I don't think the 7p or 7s has that. The dongle is just a wireless transmitter with a PC/console compatibility switch.

The Arctis Pro USB box has an analog line out, and the Arctis Pro GameDAC has line in, line out, optical in and optical out.

BadKen wrote:
pandasuit wrote:

It looks like the Arctis 7s have an analog line in on their dongle. Has anyone here used that? What's the sound quality and latency like? Does it mix the USB PC input and the line in together? Does the mixed audio go out the line out so I could drive wired headphones off that and hear both inputs?

I don't think the 7p or 7s has that. The dongle is just a wireless transmitter with a PC/console compatibility switch.

The Arctis Pro USB box has an analog line out, and the Arctis Pro GameDAC has line in, line out, optical in and optical out.

Nah, pandasuit's right, I'm looking at my Arctis 7 puck right now, and there's the socket.

I'd test it, but I don't have a line-level thing to drive it in my office - I'm assuming the 3.5mm headphone output from a phone isn't going to jive. EDIT - found the manual, and it'll take a phone 3.5mm output, so I'll rummage up a cable and report back.
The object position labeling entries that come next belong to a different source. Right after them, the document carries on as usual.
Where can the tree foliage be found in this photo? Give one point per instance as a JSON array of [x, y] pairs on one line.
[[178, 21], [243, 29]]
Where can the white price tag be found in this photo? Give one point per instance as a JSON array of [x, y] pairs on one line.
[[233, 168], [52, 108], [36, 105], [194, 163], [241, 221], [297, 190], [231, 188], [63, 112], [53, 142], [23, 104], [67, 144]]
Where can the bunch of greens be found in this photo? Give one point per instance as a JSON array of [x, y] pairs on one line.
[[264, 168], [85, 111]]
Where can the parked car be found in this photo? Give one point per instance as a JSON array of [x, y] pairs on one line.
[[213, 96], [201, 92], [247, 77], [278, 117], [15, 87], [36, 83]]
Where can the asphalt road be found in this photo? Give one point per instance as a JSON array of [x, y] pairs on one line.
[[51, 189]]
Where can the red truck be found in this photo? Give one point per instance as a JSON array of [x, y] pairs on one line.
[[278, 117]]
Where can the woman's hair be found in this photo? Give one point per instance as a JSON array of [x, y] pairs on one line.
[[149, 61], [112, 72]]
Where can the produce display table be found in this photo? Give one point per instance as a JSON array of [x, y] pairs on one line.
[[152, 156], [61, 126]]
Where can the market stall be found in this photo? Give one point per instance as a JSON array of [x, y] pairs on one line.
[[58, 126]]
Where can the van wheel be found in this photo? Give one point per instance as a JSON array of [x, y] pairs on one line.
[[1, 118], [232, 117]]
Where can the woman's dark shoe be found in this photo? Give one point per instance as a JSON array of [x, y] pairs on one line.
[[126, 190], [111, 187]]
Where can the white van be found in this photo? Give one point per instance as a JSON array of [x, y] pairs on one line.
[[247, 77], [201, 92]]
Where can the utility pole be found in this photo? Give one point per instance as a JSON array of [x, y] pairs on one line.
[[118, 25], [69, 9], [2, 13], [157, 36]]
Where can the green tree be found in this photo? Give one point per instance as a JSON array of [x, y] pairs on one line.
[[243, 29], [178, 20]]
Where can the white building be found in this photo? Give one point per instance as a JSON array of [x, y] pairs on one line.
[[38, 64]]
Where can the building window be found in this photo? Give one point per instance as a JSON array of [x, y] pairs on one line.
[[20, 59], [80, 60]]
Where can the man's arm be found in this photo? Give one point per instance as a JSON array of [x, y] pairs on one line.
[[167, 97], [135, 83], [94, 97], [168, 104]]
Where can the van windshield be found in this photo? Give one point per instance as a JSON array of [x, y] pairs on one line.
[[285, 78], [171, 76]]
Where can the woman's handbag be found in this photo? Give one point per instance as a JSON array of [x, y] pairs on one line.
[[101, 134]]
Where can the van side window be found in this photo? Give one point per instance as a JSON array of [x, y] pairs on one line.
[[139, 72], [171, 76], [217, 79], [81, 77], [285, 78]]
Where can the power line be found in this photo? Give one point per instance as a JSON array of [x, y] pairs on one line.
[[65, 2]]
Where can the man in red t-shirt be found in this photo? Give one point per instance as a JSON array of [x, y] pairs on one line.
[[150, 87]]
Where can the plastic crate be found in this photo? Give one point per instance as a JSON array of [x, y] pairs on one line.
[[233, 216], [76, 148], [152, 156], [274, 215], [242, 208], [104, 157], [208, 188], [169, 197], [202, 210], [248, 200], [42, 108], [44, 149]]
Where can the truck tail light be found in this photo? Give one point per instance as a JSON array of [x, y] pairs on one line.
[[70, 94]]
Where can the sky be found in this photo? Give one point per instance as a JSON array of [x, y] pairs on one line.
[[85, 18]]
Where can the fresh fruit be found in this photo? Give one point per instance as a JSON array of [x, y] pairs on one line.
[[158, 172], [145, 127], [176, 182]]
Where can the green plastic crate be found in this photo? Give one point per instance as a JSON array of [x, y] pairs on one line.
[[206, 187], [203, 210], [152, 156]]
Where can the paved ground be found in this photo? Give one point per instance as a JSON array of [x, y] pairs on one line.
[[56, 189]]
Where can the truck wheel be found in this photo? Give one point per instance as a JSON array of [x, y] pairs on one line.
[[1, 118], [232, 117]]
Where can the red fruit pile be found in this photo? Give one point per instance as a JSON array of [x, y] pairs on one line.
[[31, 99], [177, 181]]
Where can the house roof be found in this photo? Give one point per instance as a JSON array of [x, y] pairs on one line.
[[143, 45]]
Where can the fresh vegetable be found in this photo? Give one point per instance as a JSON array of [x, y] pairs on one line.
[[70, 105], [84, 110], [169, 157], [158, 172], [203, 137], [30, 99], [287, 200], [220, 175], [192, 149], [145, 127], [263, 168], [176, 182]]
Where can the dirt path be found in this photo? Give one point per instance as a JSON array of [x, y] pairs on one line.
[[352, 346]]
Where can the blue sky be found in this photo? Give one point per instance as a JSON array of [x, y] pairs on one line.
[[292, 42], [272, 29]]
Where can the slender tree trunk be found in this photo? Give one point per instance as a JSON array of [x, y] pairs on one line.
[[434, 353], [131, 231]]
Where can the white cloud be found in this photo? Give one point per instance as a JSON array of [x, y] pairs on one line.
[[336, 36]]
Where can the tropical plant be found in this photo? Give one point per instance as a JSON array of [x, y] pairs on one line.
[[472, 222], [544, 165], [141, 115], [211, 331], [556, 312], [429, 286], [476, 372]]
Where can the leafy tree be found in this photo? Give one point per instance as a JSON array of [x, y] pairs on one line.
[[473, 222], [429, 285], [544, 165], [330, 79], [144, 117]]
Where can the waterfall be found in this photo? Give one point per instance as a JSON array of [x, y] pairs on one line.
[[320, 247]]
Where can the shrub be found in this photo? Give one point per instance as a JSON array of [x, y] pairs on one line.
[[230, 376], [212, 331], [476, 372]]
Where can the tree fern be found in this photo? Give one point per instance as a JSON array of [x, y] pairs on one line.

That said, I'd be *very* surprised if there's much latency - the puck manages to transmit audio from USB wirelessly with no detectable latency, and if anything, the line-in input should be lower latency than USB?

Oops, I was looking at the 7p and 7s, not the 7.

Nice confusing product names there, SteelSeries.

BadKen wrote:

Oops, I was looking at the 7p and 7s, not the 7.

Nice confusing product names there, SteelSeries.

No product images/descriptions on official SteelSeries or seller websites show these details on the puck either so I only found out it was a thing when I was digging around through in depth reviews. Most reviews don’t mention it but one had a picture and RTINGS mentioned it in their details on the puck.

I understand my use case is a bit weird and not what PC headset manufacturers are targeting but you’d think they’d want to highlight their features and not hide them from description text and product pictures.